The young bartender stiffened. He looked me up and down, paused thoughtfully for a second, then relaxed again and gestured that I sit at the bar. He asked where I was from and where I was going, as bartenders do. I told him I was an Australian living in Korea. He seemed genuinely interested in hearing more, and poured me a delicious Czech beer… for one Euro.
I told him about my 9-Euro pints. His eyes rolled slowly but in a sympathetic kind of way. We chatted a while. I finished my beer and he immediately replaced it, waving away my attempt to pay while casually sliding an old tobacco tin across the bar. It didn’t contain tobacco. Only he and I were enjoying this particular Tuesday morning in the little pub, and he gave me a reassuring look.
“Help yourself,” he said. So I did.
He asked me about myself some more while I carefully rolled a sticky cigarette, then offered his lighter across the bar. The morning had definitely taken a turn for the better. Then, as if an old and trusted friend, he told me to watch the bar for a few minutes while he ran an errand. The young man assured me that nobody would come in, probably, and that if they did I should just pour them a beer. Then he thanked me for my help and walked out.

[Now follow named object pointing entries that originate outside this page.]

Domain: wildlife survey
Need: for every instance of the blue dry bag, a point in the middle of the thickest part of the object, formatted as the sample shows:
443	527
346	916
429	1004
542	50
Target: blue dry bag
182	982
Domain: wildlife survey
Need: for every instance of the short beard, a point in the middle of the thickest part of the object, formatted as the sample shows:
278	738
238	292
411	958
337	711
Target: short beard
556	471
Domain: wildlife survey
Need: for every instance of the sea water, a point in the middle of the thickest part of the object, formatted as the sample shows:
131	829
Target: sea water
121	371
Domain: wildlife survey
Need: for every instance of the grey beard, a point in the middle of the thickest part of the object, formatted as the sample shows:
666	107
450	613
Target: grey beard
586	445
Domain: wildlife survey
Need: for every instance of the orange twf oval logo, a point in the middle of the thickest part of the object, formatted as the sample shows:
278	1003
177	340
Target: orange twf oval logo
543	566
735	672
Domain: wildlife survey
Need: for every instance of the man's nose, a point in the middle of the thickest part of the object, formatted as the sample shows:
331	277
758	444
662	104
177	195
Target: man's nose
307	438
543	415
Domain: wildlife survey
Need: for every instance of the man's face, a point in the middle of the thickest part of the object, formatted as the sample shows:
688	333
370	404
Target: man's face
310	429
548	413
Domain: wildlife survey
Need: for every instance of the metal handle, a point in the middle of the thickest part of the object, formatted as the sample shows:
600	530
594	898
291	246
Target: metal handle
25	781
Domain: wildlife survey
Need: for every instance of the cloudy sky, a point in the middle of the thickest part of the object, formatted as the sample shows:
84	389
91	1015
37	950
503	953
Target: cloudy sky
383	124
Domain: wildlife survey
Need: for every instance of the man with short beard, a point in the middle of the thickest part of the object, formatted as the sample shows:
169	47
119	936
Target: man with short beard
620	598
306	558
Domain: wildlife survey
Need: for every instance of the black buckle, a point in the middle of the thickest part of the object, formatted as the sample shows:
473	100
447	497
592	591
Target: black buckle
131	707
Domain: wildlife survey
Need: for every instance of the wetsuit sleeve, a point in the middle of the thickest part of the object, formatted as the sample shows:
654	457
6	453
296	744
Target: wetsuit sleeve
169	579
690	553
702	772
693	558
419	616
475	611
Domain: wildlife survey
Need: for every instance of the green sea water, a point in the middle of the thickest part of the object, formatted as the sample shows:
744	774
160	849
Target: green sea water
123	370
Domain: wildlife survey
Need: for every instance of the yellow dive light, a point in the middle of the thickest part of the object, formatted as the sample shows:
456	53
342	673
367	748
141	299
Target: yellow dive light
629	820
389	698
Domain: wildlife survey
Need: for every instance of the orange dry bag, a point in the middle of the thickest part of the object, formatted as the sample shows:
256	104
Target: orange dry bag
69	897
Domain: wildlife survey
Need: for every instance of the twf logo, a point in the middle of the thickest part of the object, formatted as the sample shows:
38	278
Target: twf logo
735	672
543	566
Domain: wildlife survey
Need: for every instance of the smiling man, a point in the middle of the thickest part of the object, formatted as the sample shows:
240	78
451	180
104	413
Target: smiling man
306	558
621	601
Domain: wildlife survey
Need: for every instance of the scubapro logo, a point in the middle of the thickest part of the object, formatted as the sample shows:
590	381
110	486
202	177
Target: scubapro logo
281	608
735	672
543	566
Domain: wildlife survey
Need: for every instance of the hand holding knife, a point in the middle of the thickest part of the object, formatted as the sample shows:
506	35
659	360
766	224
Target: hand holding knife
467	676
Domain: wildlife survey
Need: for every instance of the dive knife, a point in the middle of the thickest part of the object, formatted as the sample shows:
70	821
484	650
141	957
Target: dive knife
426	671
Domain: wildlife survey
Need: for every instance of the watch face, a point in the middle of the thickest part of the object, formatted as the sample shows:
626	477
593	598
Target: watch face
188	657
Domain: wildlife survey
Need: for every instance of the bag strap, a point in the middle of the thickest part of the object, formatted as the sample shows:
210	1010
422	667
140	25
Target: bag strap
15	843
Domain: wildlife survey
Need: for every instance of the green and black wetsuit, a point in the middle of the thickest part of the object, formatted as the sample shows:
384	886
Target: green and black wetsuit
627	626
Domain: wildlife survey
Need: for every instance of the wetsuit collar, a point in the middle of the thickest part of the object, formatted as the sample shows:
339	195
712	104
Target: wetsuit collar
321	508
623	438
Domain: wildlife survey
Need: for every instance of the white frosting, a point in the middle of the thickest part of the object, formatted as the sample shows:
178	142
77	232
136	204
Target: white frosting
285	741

So… on my first day in the Czech Republic I am entirely alone drinking a beer and smoking a joint in an abandoned pub somewhere in Prague.
‘What the fuck is going on?’ I sensibly asked myself. Was this some kind of set up? Surely not. Nobody who knew me knew where I was. Was I the unwitting star of some weird European, hidden-camera reality show? I mean, why the hell would a bartender give a perfect stranger free beers and a tin of weed, then leave? My first instinct was to run. I hadn’t finished my beer though, or my smoke, and decided to just sit there and see what the hell happened next.
Sure enough, nobody entered the bar, and ten minutes later my new friend casually strolled in and thanked me for my help. The lunchtime crowd began filling beer garden. He asked if I was hungry. I said I could probably eat. He shouted something in Czech and an attractive young woman appeared, nodded and disappeared. Another young man was now out in the beer garden, taking lunch orders and laughing heartily. The bar was still empty, more or less.
My new friend causally poured another two beers and again refused payment. He rolled another joint, gestured that I should do the same, then asked again about my earlier misfortune in the Old Town Square. I told him what I thought of that big wigged douchebag, and that I could only blame myself for falling for the tourist scam. He said price gouging was the norm in such places. I knew this. Then he opened another couple of beers and mumbled something about ‘following the rules’.
The young girl from the kitchen reappeared, smiled, placed a pizza on the bar in front of me, smiled again and left. I waited politely for my stoned friend to take a slice before taking one myself.
“No, I’ve eaten. This is for you,” he said. “But first, let me show you something”.
He led me out into the little beer garden, with its plants, water features, random pottery and shaded wooden tables. His energetic colleague was bounding from table to table, taking orders, laughing, joking and flirting with the customers. The beer garden was swelling with the lunchtime tourist crowd.
“What do you notice?” the bartender asked me.
It took me a few seconds. It was the lunchtime menu, painted in large happy letters on the wall of the beer garden. There were no prices. The bartender gave me a wink and we went back inside.